Il TB2 UCAV lancia con successo i missili da crociera KEMANKEŞ 1

In Turchia Baykar Technologies ha superato un nuovo traguardo con il suo ucav TB2 Bayraktar; infatti, il velivolo ha lanciato con successo due micro missili da crociera KEMANKEŞ 1 il cui sistema di guida fa ricorso all’intelligenza artificiale.

La prova è consistita Maximum Flight and Dive Test completati con successo dalla coppia di KEMANKEŞ 1 lanciati dal TB2.

Come parte della prova, due missili KEMANKEŞ 1 sono stati lanciati dal centro di addestramento al volo e test di Baykar a Keşan, Edirne, a bordo di un UCAV Bayraktar TB2, che ha volato verso un punto designato nell’aria.

I missili KEMANKEŞ 1 sono stati rilasciati dal Bayraktar TB2 per eseguire il test di volo e di portata massima prevista per la prova.

I mini missili da crociera gestiti dall’intelligenza artificiale hanno volato per oltre 100 chilometri verso i loro obiettivi designati ed hanno completato con successo il test prima di atterrare in sicurezza tramite paracadute.

Caratteristiche del KEMANKEŞ 1

Il KEMANKEŞ 1 può rimanere in volo per circa un’ora ed impiega il suo motore a reazione IL170 per ingaggiare rapidamente bersagli di alto valore dietro le linee nemiche.

Tale missile ha una portata che supera i 200 chilometri e può essere integrato nelle piattaforme sviluppate da Baykar, come l’AKINCI UCAV, il TB2 UCAV ed il TB3 UCAV.

Il KEMANKEŞ 1 frutto dello sviluppo da parte di Baykar Technologies è dotato di un sistema di guida elettro-ottica supportato dall’intelligenza artificiale (AI) che gli consente di identificare e distruggere bersagli con precisione millimetrica anche in presenza di condizioni meteorologiche avverse.

Il missile è dotato di un sistema di pilota automatico supportato dall’intelligenza artificiale che gli permette di operare sia di giorno che di notte.
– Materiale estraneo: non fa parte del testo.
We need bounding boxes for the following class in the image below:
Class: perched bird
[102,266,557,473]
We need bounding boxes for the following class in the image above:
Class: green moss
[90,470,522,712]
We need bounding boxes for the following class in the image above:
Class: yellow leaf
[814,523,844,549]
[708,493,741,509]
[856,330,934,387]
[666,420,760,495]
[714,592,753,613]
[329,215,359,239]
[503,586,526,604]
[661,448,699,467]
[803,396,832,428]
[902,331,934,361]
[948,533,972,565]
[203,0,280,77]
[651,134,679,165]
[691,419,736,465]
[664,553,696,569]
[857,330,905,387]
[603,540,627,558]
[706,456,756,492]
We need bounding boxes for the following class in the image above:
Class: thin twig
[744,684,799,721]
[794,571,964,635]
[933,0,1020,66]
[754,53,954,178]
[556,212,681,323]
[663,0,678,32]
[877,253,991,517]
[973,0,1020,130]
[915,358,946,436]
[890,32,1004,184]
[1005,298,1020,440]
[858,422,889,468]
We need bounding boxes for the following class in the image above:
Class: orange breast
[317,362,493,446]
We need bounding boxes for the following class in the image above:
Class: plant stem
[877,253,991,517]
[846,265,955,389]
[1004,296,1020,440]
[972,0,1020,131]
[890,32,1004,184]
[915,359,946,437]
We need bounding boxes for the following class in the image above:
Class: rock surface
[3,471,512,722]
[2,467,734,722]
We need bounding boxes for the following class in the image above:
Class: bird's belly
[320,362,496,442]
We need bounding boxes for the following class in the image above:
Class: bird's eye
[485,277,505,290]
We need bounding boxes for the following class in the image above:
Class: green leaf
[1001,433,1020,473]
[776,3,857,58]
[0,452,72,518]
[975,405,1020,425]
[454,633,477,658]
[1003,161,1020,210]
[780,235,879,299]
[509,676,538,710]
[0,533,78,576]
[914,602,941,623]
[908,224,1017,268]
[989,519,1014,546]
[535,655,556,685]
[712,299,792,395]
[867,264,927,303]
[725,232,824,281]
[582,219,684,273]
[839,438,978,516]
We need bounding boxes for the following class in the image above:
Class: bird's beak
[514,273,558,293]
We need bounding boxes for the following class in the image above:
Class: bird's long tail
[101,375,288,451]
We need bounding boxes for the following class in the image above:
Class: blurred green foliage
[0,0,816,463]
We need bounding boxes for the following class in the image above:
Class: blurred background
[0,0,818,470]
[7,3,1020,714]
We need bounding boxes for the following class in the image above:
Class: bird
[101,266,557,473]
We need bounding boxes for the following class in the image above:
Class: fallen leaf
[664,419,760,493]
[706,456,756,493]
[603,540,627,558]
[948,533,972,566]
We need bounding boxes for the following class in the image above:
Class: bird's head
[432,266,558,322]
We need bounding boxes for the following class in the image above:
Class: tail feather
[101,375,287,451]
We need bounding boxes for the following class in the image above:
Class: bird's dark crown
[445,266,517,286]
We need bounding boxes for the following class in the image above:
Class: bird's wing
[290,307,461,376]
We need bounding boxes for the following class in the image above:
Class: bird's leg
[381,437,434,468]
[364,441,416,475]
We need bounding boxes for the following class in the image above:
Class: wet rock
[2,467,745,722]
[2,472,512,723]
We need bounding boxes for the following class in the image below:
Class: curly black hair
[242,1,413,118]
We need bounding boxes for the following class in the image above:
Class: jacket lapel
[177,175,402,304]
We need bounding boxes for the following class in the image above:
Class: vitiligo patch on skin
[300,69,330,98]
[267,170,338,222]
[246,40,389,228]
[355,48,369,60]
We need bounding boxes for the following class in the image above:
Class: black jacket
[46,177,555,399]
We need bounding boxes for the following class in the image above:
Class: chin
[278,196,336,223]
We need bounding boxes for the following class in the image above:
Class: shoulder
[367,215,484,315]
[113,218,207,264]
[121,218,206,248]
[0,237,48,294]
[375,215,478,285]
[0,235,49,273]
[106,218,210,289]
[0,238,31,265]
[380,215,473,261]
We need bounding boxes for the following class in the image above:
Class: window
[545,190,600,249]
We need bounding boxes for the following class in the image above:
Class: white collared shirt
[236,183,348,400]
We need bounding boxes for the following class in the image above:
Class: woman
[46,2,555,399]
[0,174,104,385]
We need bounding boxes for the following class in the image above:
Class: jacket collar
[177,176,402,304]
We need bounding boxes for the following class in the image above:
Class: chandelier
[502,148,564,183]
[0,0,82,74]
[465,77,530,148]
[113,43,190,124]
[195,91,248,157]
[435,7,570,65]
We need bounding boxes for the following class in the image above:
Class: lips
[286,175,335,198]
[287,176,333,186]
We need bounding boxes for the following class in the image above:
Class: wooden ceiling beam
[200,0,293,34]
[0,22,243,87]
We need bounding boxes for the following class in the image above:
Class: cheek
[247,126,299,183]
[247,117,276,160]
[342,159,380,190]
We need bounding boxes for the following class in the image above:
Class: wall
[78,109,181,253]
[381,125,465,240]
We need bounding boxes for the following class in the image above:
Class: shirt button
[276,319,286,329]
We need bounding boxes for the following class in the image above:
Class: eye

Inoltre, il KEMANKEŞ 1 è dotato di tecnologia anti-jamming che gli consente di svolgere le missioni di attacco a lungo raggio senza essere influenzato da interferenze elettroniche.

Una volta lanciato, il missile mantiene la comunicazione a linea di vista completa con la sua piattaforma host, trasmettendo tutti i dati e le immagini raccolte alla stazione di controllo a terra (GCS) tramite la piattaforma, supportando l’operatore nel tracciamento dei dati.